Das heißt, der Zuzug aus der EU war schon in den letzten Jahren „massiv“?

Er war zumindest um ein Vielfaches größer, als die Schweizer Regierung bei Abschluss des Abkommens vor 15 Jahren erwartet hat. Seit 2002 haben sich jährlich rund 80.000 EU-Bürger in der Schweiz niedergelassen – zehn Mal so viel wie prognostiziert worden war. 2013 lebten in der Schweiz 1,9 Millionen Ausländer (1,25 davon aus der EU) – ein Anteil von 23,5 Prozent an der Gesamtbevölkerung von acht Millionen. Zum Vergleich: In Österreich leben rund 11,6 Prozent Ausländer. Italiener und Deutsche machen in mit jeweils knapp 300.000 Menschen die größten ausländischen Gruppen aus, Österreicher gibt es in der Schweiz rund 40.000.
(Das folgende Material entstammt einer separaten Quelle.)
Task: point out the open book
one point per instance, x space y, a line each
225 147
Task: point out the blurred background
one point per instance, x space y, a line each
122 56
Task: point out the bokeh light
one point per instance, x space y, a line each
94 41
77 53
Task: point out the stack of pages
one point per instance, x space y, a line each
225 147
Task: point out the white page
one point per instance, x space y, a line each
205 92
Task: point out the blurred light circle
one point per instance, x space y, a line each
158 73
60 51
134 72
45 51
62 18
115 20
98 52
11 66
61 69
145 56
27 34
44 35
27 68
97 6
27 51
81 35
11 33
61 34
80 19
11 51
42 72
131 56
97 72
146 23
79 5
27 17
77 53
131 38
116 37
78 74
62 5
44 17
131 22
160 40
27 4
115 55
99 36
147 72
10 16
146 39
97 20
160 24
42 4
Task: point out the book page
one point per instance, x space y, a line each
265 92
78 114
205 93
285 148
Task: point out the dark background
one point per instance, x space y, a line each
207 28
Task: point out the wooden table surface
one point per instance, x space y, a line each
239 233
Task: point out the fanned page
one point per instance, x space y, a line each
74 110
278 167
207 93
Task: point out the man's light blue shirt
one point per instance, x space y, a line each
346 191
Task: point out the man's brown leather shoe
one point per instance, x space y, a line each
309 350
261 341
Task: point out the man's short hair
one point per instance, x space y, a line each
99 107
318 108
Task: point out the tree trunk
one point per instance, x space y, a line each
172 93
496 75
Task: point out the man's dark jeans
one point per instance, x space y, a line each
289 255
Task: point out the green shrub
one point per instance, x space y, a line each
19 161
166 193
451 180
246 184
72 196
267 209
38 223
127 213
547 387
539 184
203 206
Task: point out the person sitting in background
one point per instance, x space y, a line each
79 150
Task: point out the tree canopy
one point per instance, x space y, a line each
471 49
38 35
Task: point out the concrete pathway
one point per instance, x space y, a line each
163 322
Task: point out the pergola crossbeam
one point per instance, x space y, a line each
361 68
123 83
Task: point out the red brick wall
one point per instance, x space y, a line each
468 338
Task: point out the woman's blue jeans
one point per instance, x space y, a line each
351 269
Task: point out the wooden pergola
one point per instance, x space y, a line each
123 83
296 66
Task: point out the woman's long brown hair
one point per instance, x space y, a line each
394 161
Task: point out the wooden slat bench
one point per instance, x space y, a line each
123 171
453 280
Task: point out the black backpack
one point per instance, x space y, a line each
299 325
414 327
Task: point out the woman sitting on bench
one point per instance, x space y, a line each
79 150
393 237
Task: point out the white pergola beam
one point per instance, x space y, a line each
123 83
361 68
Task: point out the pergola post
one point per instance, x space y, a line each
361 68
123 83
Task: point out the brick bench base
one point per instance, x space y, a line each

Welche Rolle spielen die Ausländer am Schweizer Arbeitsmarkt?

Eine zentrale. Die Arbeitslosigkeit in der Schweiz ist mit 3,5 Prozent sehr niedrig (Österreich ist mit 4,9 Prozent EU-Bester). Fachkräfte werden in vielen Branchen gebraucht. In manchen Regionen, wie dem Tessin, das an Italien grenzt, gibt es aber Klagen, dass die Schweizer nicht mit den billigeren Ausländern konkurrieren können. Armutszuwanderung aus der EU in die Schweiz gibt es aber nicht – die Ausländer zahlen pro Kopf und Jahr rund 15.000 Euro mehr Steuern und Sozialversicherungsbeiträgen, als sie Sozialleistungen beanspruchen.